TROUBLE LETTING GO

Dear Jellybean,

My Freshman year in high school, I dated this guy. After we broke up, we stayed really good friends. Everything was fine until the next year when he started dating this girl who was sort of a friend of mine. That's when I realized that I still had feelings for him. We were working on a play together at the time, so I couldn't just ignore him. Both of us were either plain mean or really cold toward each other, especially me. Later that same year, in the spring while we were working on the musical together we became friends again. After he broke up with his girlfriend, we went a little beyond just friends. But later I found out that he had also been acting the same way with two other girls, who just happened to be two of my good friends. After a while of being angry, I forgave him. We've been friends for almost two years, but I can't let go of the romantic part of our relationship. Worse, he keeps starting it up again. I want to get out of this pattern that I'm in. I've been working on it, but I'm afraid of letting go of our friendship. I'm not sure I can stay friends with him and get over him. Oh, and I also haven't dated anyone else since we broke up. What can I do?
-Friends?

Dear Friends?,

I think you saved the most important part of your letter til the end. You haven't dated anyone since you guys broke up - and I think that's a big reason you're writing. Meaning, you probably wouldn't still be hung up on your ex, if you had met someone else who you were interested in.

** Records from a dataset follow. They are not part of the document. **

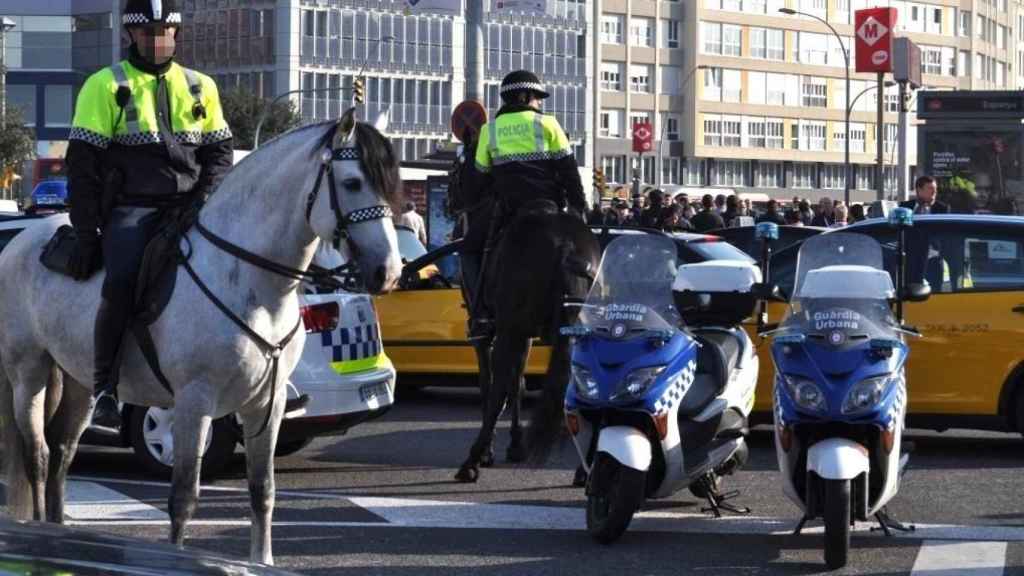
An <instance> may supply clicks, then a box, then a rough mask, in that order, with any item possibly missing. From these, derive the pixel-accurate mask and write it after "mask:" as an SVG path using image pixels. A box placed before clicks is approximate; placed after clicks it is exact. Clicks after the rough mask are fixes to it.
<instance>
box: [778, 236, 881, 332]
mask: <svg viewBox="0 0 1024 576" xmlns="http://www.w3.org/2000/svg"><path fill="white" fill-rule="evenodd" d="M796 280H797V282H796V291H795V295H794V297H793V299H792V301H791V304H792V307H791V311H790V314H788V316H786V318H785V320H784V321H783V322H782V325H781V327H782V328H783V329H784V330H785V332H787V333H800V334H804V335H805V336H807V337H809V338H814V339H821V340H825V341H827V342H828V343H830V344H833V345H843V344H845V343H848V342H855V341H857V340H864V339H868V338H893V337H894V334H895V331H894V329H895V327H896V321H895V319H894V317H893V313H892V308H891V307H890V305H889V300H890V299H891V298H892V297H893V296H894V293H895V290H894V289H893V284H892V279H891V278H890V277H889V273H887V272H886V271H885V268H884V265H883V258H882V247H881V246H880V245H879V243H878V242H876V241H874V239H872V238H870V237H867V236H863V235H859V234H825V235H821V236H816V237H814V238H810V239H808V240H806V241H805V242H804V243H803V245H802V246H801V248H800V254H799V255H798V256H797V275H796Z"/></svg>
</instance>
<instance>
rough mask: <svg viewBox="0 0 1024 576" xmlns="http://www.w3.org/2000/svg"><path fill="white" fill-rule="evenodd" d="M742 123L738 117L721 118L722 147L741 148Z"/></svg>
mask: <svg viewBox="0 0 1024 576" xmlns="http://www.w3.org/2000/svg"><path fill="white" fill-rule="evenodd" d="M742 125H743V123H742V121H741V120H740V118H739V117H738V116H723V117H722V146H724V147H731V148H740V147H741V146H743V135H742V134H743V132H742Z"/></svg>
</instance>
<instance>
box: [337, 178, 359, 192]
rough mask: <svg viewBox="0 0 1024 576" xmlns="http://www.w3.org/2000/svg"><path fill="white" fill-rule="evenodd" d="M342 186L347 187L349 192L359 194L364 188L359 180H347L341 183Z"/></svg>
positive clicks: (350, 179) (347, 179)
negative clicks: (359, 189)
mask: <svg viewBox="0 0 1024 576" xmlns="http://www.w3.org/2000/svg"><path fill="white" fill-rule="evenodd" d="M341 186H343V187H345V190H347V191H348V192H359V189H361V188H362V180H360V179H359V178H345V179H344V180H342V181H341Z"/></svg>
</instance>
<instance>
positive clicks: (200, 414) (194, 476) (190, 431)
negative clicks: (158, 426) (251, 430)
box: [167, 383, 213, 546]
mask: <svg viewBox="0 0 1024 576" xmlns="http://www.w3.org/2000/svg"><path fill="white" fill-rule="evenodd" d="M176 397H177V398H176V399H175V402H174V430H173V437H174V471H173V472H172V474H171V494H170V496H169V497H168V500H167V508H168V511H169V512H170V516H171V543H172V544H175V545H177V546H183V545H184V541H185V526H186V525H187V524H188V521H190V520H191V518H193V516H195V513H196V506H197V504H198V503H199V472H200V469H201V466H202V464H203V459H202V456H201V454H202V453H203V452H202V451H203V447H204V446H206V435H207V434H209V431H210V423H211V422H212V420H213V418H212V413H213V408H212V406H210V405H211V404H212V401H211V399H212V398H213V395H212V394H211V393H210V392H209V390H207V389H203V388H202V387H198V386H197V384H195V383H194V384H191V385H190V386H186V387H184V388H182V389H181V390H179V393H178V394H177V395H176Z"/></svg>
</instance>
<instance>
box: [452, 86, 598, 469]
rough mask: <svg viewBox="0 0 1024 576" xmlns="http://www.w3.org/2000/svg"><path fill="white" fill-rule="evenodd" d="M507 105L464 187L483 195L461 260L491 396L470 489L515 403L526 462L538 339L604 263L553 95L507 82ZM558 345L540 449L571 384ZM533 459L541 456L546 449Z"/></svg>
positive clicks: (467, 206)
mask: <svg viewBox="0 0 1024 576" xmlns="http://www.w3.org/2000/svg"><path fill="white" fill-rule="evenodd" d="M501 95H502V100H503V102H504V106H502V108H501V110H499V111H498V114H497V115H496V116H495V118H494V120H493V121H492V122H488V123H487V124H486V125H484V126H483V128H482V129H481V130H480V133H479V139H478V140H477V142H476V150H475V162H474V168H475V171H476V174H473V175H472V176H471V177H466V170H463V171H462V173H461V179H462V180H463V182H467V183H468V182H472V181H475V182H476V188H477V190H476V193H475V194H472V193H470V194H464V197H465V198H466V200H467V216H468V221H467V230H466V235H465V238H464V240H463V243H464V244H463V249H462V252H461V257H462V265H463V279H464V283H465V284H466V296H467V299H468V301H467V310H468V311H470V322H469V337H470V339H471V340H473V341H474V345H475V346H476V352H477V355H478V360H479V364H480V371H481V374H480V377H481V392H482V393H483V395H484V409H483V425H482V428H481V430H480V435H479V437H478V438H477V440H476V442H475V443H474V445H473V448H472V449H471V450H470V456H469V459H467V461H466V462H464V463H463V465H462V467H461V468H460V470H459V474H458V475H457V476H456V478H457V479H458V480H460V481H463V482H475V481H476V478H477V476H478V474H479V471H478V466H479V465H481V464H482V465H487V464H488V463H489V461H490V458H492V455H490V444H492V440H493V437H494V427H495V423H496V421H497V419H498V416H499V415H500V414H501V411H502V410H503V408H504V405H505V401H506V398H509V399H511V401H512V411H513V414H512V418H513V421H512V444H511V445H510V447H509V452H508V454H507V455H508V459H509V460H511V461H520V460H522V459H523V458H524V457H525V456H526V453H525V449H524V447H523V446H522V445H521V444H520V440H521V439H520V431H519V421H518V416H519V406H518V405H519V394H520V392H521V378H522V372H523V369H524V367H525V366H524V365H525V360H526V356H527V355H528V352H529V343H530V338H531V337H532V336H538V335H542V334H543V335H545V336H553V335H554V337H553V338H551V339H553V340H559V338H558V337H557V331H558V327H559V326H560V325H561V324H562V323H563V315H562V313H561V311H562V305H561V304H562V301H563V296H564V295H565V294H570V295H572V296H577V297H582V296H583V295H584V294H585V293H586V290H587V289H588V288H589V284H590V279H588V271H589V270H596V268H597V263H598V259H599V257H600V247H599V245H598V243H597V240H596V239H595V238H594V236H593V235H592V234H591V232H590V229H588V228H587V225H586V223H585V222H584V219H583V218H584V214H585V213H586V210H587V202H586V199H585V197H584V193H583V183H582V182H581V179H580V170H579V167H578V165H577V161H575V156H574V155H573V153H572V148H571V146H570V145H569V141H568V137H567V136H566V135H565V132H564V131H562V128H561V126H560V125H559V124H558V121H557V120H556V119H555V118H554V117H553V116H548V115H545V114H543V113H542V112H541V104H542V100H544V99H545V98H547V97H548V95H549V94H548V92H547V91H546V90H545V89H544V86H543V84H541V81H540V79H539V78H538V77H537V76H536V75H535V74H534V73H531V72H528V71H524V70H521V71H516V72H513V73H511V74H509V75H507V76H506V77H505V79H504V80H503V81H502V85H501ZM492 206H493V208H492ZM566 212H567V213H566ZM499 263H500V264H501V265H498V264H499ZM566 271H569V272H568V273H567V274H566ZM552 343H553V344H554V351H553V353H552V361H551V365H550V366H549V372H548V378H547V382H546V384H545V400H544V401H543V402H542V406H541V408H542V410H543V411H544V415H543V416H541V415H538V416H537V417H535V418H531V420H532V425H531V437H537V439H538V440H539V441H541V442H538V443H534V442H531V443H530V444H531V445H532V444H541V443H545V444H546V443H547V442H548V441H549V440H551V438H548V437H551V436H552V435H553V430H552V429H551V428H552V425H554V426H555V427H557V426H558V419H559V418H558V414H560V412H561V403H562V397H563V394H564V393H563V390H564V385H565V383H566V382H567V379H568V348H567V345H562V346H559V345H558V343H559V342H558V341H553V342H552ZM561 343H562V344H565V343H566V342H561ZM488 349H489V351H490V355H489V358H487V356H486V355H487V351H488ZM492 363H493V366H494V368H493V369H490V367H492ZM484 372H489V373H490V374H485V373H484ZM552 420H554V424H552ZM532 433H536V434H532ZM531 449H532V450H535V454H538V453H539V452H537V451H536V450H537V449H540V450H542V451H543V450H544V447H540V446H531Z"/></svg>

I think you need to cure your crush on this friend, by looking for someone new to adore. This guy hasn't acted that well, and quite frankly, he doesn't sound good enough for you. Next time he tries to start something, tell him, "I only want to do that with someone who really wants to be with me, in a serious way." That will give him the opportunity to either confess his undying love, or to go after someone else (I suspect the latter will happen). Then you must resolve to get over this guy, whether that means ending the friendship or not, and pin your romantic hopes on someone new.